120 pompiers ont été formés aux bases des techniques hypnotiques, utilisables par exemple pour prendre en charge une personne incarcérée dans sa voiture accidentée, ou coincée sous des gravats, ou encore victime d'une crise d'asthme ou de spasmophilie.
Ce sont des techniques verbales, gestuelles, respiratoires, qui visent à apaiser la douleur et l'anxiété, mais ne doivent évidemment pas se substituer aux gestes classiques du secourisme, explique Cécile Colas-Nguyen, sage-femme, officier-infirmier chez les pompiers du Bas-Rhin et formatrice en hypnose médicale.
Pendant qu'une équipe de pompiers s'affaire pour préparer une perfusion ou du matériel de désincarcération, le secouriste formé à l'hypnose s'efforce d'instaurer un contact privilégié avec la victime, puis de dévier son attention loin de la scène traumatisante qu'elle est en train de vivre. Attentif à son rythme respiratoire, il adopte une élocution apaisante, et veille à éviter tout vocabulaire négatif - il évoquera ainsi le bien-être de la personne plutôt que sa douleur.
Pendant que mes collègues s'occupent de votre sécurité, votre esprit va partir sur les pistes de ski, et votre corps va rester ici, suggère ainsi, lors d'un exercice de formation, un jeune pompier à une fausse accidentée qui vient de lui confier son attrait pour les sports de glisse.
Un chef de centre convaincu
Le chef du centre de secours de Haguenau, David Ernenwein, se déclare convaincu par la méthode. Nous avons tous constaté que quand on prend la main des gens, ça se passe mieux, même si on ne mettait pas le mot +hypnose+ là-dessus. Le premier secours qui peut être apporté, c'est d'apaiser les victimes, et cette technique va nous donner des clefs pour ça, pour qu'elles souffrent moins, analyse-t-il.
Le Dr Yves Durrmann, médecin-chef des pompiers du Bas-Rhin, rêve désormais de voir l'expérience élargie à l'ensemble de la France.
Distorsion du temps
Pour cela, elle devra d'abord être validée scientifiquement: pendant au moins six mois, les pompiers de Haguenau vont consigner dans un registre certains paramètres médicaux des victimes qu'ils prennent en charge (comme leur fréquence cardiaque, leur niveau de douleur ou leurs signes émotionnels). Les résultats seront comparés avec ceux obtenus dans des cas similaires par les pompiers de Sélestat (Bas-Rhin), qui eux n'utilisent pas l'hypnose.
Un essai évalué
Notre première évaluation laisse déjà entrevoir un bénéfice: dans 100% des cas, les personnes prises en charge évoquent une distorsion du temps, c'est-à-dire que l'intervention leur a semblé moins longue qu'en réalité, souligne Cécile Colas-Nguyen.
Au ministère de l'Intérieur, l'expérience est considérée avec autant de bienveillance que de prudence. L'hypnose médicale, on sait depuis longtemps que ça marche, que ce n'est pas un placebo, observe le Dr Stéphane Donnadieu, médecin-pompier et conseiller du directeur général de la Sécurité civile.
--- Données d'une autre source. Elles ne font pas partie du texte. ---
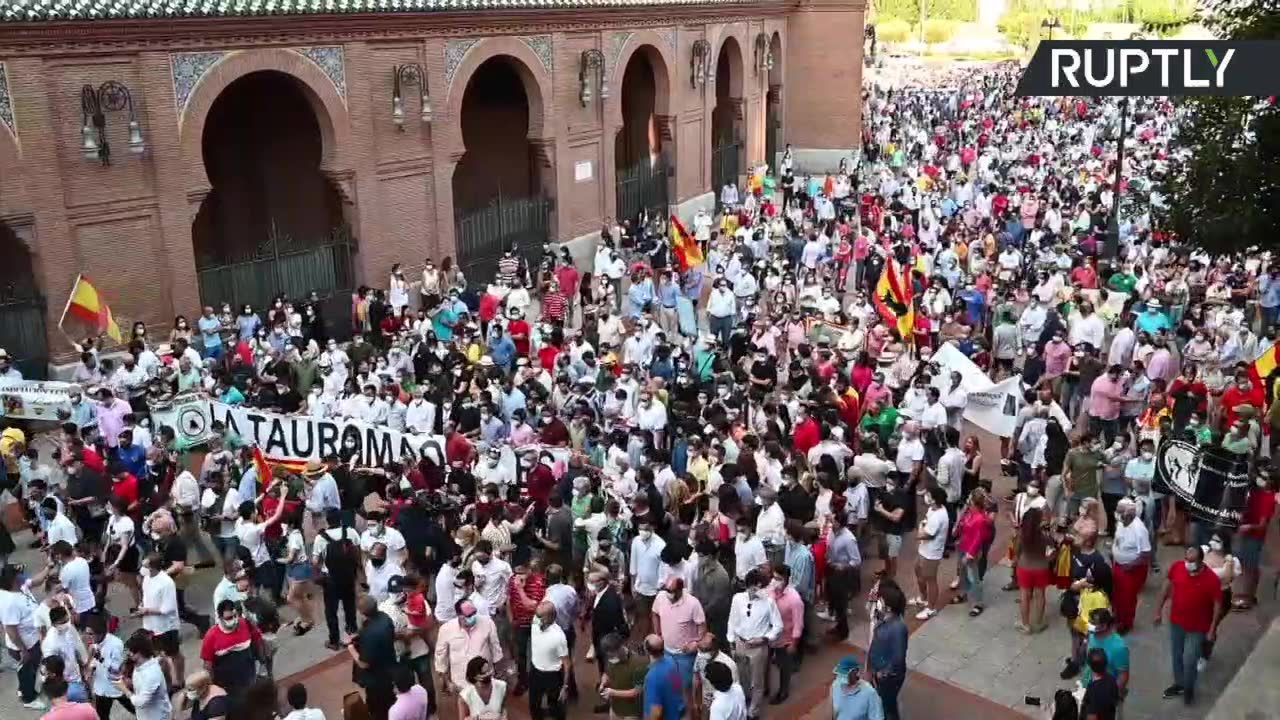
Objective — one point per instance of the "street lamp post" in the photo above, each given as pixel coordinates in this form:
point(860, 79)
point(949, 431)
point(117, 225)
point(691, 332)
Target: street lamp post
point(1112, 245)
point(1051, 24)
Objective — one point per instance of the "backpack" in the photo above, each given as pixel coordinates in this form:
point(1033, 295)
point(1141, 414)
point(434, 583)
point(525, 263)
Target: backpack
point(341, 556)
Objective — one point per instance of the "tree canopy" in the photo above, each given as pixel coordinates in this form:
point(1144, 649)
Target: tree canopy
point(1223, 186)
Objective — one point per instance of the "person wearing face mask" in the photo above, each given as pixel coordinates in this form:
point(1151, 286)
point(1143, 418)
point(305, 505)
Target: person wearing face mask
point(204, 698)
point(1260, 507)
point(1130, 561)
point(754, 623)
point(1194, 596)
point(470, 636)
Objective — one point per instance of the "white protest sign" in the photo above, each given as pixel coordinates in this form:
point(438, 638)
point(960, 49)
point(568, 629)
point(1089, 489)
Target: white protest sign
point(33, 400)
point(297, 437)
point(991, 406)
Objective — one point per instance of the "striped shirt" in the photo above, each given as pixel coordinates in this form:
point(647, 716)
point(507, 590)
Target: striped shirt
point(554, 306)
point(799, 557)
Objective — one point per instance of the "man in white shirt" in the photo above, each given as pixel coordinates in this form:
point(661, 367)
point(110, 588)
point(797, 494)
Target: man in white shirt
point(420, 415)
point(748, 550)
point(159, 611)
point(645, 566)
point(552, 660)
point(754, 623)
point(1130, 561)
point(728, 701)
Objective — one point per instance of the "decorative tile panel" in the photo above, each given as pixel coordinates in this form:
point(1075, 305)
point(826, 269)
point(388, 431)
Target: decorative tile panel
point(332, 63)
point(542, 46)
point(187, 69)
point(668, 36)
point(453, 53)
point(7, 101)
point(617, 41)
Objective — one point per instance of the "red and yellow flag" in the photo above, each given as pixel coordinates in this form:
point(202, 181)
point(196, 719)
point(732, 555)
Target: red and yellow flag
point(685, 246)
point(87, 305)
point(895, 301)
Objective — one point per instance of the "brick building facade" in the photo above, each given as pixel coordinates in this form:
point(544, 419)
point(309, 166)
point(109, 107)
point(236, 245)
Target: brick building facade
point(243, 137)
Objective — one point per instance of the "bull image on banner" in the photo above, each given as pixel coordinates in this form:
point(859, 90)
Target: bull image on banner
point(1212, 482)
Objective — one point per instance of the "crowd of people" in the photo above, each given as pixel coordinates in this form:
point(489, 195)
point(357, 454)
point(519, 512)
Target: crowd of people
point(691, 464)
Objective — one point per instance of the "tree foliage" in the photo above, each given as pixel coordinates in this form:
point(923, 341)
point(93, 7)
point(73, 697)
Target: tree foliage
point(1223, 187)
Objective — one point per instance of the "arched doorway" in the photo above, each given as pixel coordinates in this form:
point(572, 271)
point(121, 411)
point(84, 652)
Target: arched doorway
point(273, 223)
point(22, 308)
point(773, 106)
point(499, 199)
point(640, 164)
point(727, 141)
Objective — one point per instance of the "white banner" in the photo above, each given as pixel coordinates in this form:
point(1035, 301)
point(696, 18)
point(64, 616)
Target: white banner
point(33, 400)
point(992, 406)
point(296, 437)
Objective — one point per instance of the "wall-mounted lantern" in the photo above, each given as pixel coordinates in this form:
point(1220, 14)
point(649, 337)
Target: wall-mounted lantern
point(112, 96)
point(407, 76)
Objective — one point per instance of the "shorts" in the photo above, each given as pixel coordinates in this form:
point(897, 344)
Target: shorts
point(892, 546)
point(1248, 551)
point(168, 643)
point(1033, 578)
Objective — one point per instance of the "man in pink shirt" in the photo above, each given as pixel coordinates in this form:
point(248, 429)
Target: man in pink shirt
point(679, 618)
point(784, 650)
point(411, 698)
point(1105, 397)
point(1057, 355)
point(470, 634)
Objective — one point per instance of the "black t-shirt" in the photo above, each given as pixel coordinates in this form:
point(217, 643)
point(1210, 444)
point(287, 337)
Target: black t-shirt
point(173, 550)
point(896, 499)
point(1101, 698)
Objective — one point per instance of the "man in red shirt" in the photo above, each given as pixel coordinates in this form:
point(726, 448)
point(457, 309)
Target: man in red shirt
point(808, 432)
point(1197, 600)
point(1258, 511)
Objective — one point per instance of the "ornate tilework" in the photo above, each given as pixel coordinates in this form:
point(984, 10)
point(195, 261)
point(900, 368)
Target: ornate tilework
point(542, 46)
point(453, 53)
point(617, 41)
point(187, 68)
point(668, 36)
point(7, 101)
point(332, 63)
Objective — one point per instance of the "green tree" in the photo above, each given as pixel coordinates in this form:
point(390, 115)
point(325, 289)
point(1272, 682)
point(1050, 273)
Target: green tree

Seulement, il faut des gens bien formés. C'est là le défi: les secouristes ne peuvent recevoir qu'une courte formation. De toute façon on ne peut pas vraiment parler d'hypnose, il s'agit plutôt d'employer certaines techniques hypnotiques, explique ce responsable, qui juge que si ça peut amener plus de calme, d'empathie, d'écoute, c'est déjà pas mal.
En outre, il faudra voir si les pompiers arrivent à utiliser efficacement ces techniques d'apaisement dans des circonstances bruyantes et traumatisantes, souligne-t-il.
Sur ce point, la formatrice en hypnose est cependant formelle: ce n'est pas un problème. On peut aider la victime à faire abstraction de ce qui se passe autour d'elle. Et le bip-bip des appareils médicaux peut même nous aider à fixer son attention pour mieux l'emmener ailleurs.